Deborah Brungard Former IESG member
No Objection
No Objection (for -11) Not sent

                            
Martin Duke Former IESG member
No Objection
No Objection (2020-08-21 for -19) Sent
One nit:

3.7.2 In the last paragraph, selection of a next hop is listed as both a "MAY" and a "SHOULD NOT". I suppose that this not logically inconsistent, but the context certainly suggests that's both significant and minor, which doesn't make sense.
Mirja Kühlewind Former IESG member
(was Discuss) No Objection
No Objection (2020-02-07 for -17) Sent
Thanks for all the work to address my discuss points. I still think that it is important for PS spec to normatively define default values as part of the main spec, also because it is rather uncommon to use normative language in the appendix. However, there are references to the appendix in all relevant places in the spec now and I'm okay to clear my discuss on this basis.

Please note that the following comment from my discuss ballot is not fully addressed:
"In section 4.1.1 the update interval needs a lower limit (e.g. 3 seconds) and a recommend default value would be could as well (Note that there are other part in section 3 where the update value is discussed as well)."
We had a long discuss about this value specifically and the recommended default in the appendix is fine with me. However, section 4.1.1 does not have a pointer to the appendix. Further I think it would be appropriate to add a warning here that low values mean higher network load which can have a negative impact in certain networks.
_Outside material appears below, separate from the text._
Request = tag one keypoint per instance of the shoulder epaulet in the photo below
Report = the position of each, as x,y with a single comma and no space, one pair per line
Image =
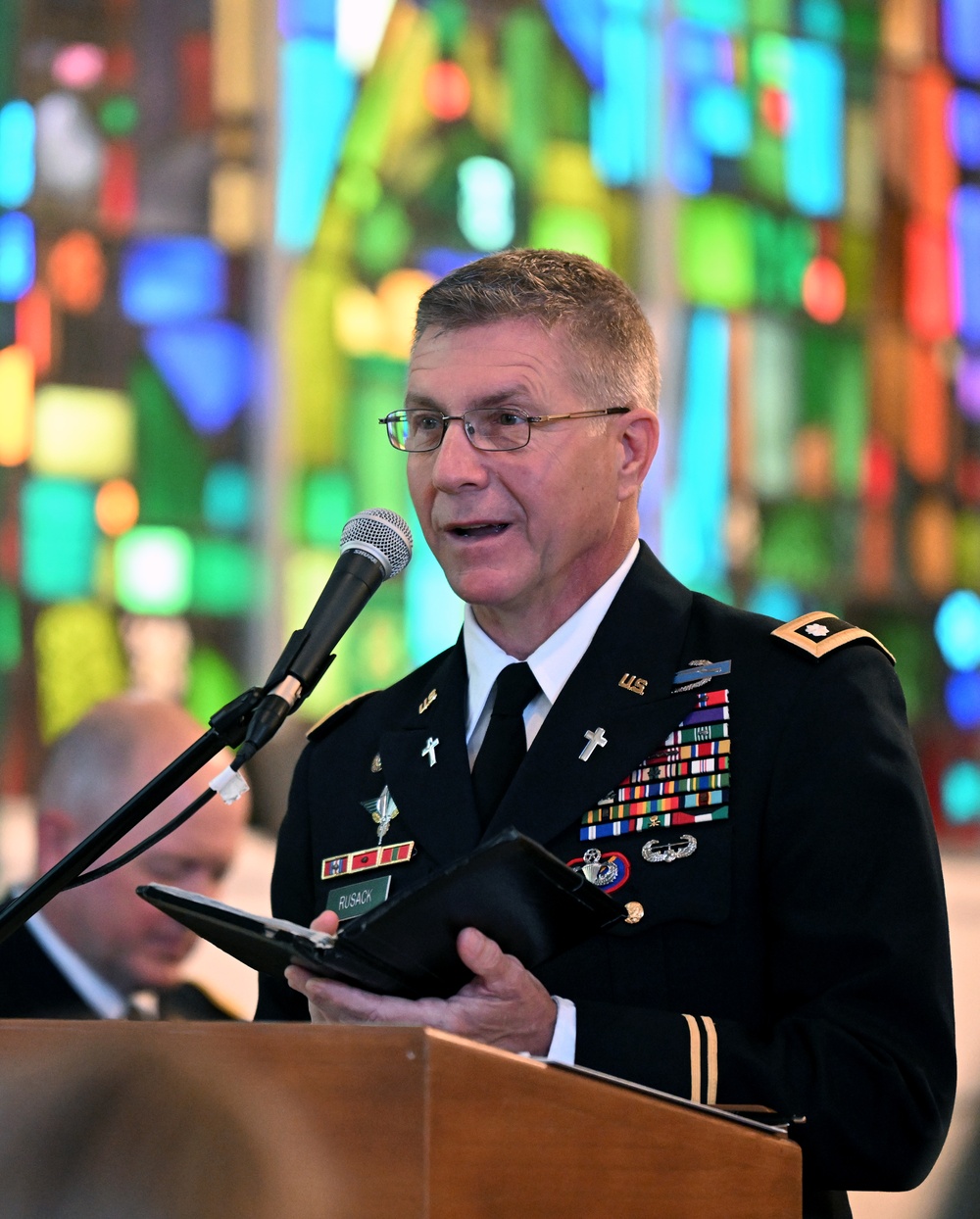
819,633
335,718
-------------------------------
Old comments (here for the record; didn't check these points):

1) While this point might not raise discuss-level, it would probably also be good to provide more concrete advise on how to implement jitter:
Sec 3.1.: “   A moderate amount of jitter may be applied to packets sent by a Babel
   speaker: outgoing TLVs are buffered and SHOULD be sent with a small
   random delay.”
Sec 4: “a Babel node SHOULD
   buffer every TLV and delay sending a packet by a small, randomly
   chosen delay [JITTER].”

2) Sec 4.1.2. (Router-Id) should probably state again that the router-id is assumed to be unique within a domain.

3) Sec 4: “The most-significant bit of the sub-TLV, called the mandatory bit,
   indicates how to handle unknown sub-TLVs.”
I would recommend to also indicate this bit in the image.

4) Sec 4.4:
“If a TLV has a self-terminating format, then it MAY
   allow a sequence of sub-TLVs to follow the body.”
Initially I wasn’t quite sure what you wanted to say here. I guess you say that the length would indicate a larger value that needed for the body and therefore a subTLV might be present? I recommend to clarify this here a bit.
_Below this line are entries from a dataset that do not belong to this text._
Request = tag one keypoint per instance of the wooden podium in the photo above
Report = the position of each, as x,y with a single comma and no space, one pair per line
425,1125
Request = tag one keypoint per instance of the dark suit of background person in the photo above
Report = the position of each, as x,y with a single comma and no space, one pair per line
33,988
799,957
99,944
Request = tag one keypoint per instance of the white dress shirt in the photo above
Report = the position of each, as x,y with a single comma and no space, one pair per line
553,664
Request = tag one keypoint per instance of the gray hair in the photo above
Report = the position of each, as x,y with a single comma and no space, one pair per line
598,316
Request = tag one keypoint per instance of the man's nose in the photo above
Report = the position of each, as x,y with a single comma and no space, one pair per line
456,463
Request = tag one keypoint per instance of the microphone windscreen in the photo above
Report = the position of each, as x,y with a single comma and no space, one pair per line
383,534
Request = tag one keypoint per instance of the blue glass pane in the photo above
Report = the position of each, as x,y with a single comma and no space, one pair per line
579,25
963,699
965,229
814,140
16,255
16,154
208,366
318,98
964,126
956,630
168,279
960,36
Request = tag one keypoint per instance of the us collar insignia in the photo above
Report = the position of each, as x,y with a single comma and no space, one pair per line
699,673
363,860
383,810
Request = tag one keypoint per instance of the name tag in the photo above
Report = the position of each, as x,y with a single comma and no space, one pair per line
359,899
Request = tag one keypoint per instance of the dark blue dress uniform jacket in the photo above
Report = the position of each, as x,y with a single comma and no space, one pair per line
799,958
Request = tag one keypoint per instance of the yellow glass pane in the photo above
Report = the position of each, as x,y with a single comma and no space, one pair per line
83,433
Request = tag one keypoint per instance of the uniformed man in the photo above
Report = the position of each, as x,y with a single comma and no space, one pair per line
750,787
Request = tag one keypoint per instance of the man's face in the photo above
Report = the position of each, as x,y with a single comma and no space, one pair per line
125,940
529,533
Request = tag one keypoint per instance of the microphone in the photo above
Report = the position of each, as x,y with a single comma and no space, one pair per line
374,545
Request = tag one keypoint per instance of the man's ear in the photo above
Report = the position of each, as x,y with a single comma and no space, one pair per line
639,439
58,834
5) I recommend to move Appendix C (Considerations for protocol extensions) in the body of the document.
Suresh Krishnan Former IESG member
(was Discuss) No Objection
No Objection (2019-08-20 for -14) Sent
Thanks for including explanatory text for describing expectations and limitations of Backward Compatibility in Appendix F, in order to address my DISCUSS point regarding issues with backward compatibility with RFC6126 implementations.
Alissa Cooper Former IESG member
(was Discuss) Abstain
Abstain (2019-08-24 for -14) Sent
Part of the response to my DISCUSS argued that making this specification comply with BCP 61 would harm the reputation of the IETF. I'd rather continue to support BCP 61 than have this protocol standardized in the IETF, if that is what the choice is. If the WG consensus is that deploying this protocol with no MTI security protections is appropriate despite the mountain of evidence that exists showing that deployments of insecure protocols on private networks or in limited domains still often get compromised, I don't see a need to discuss this further.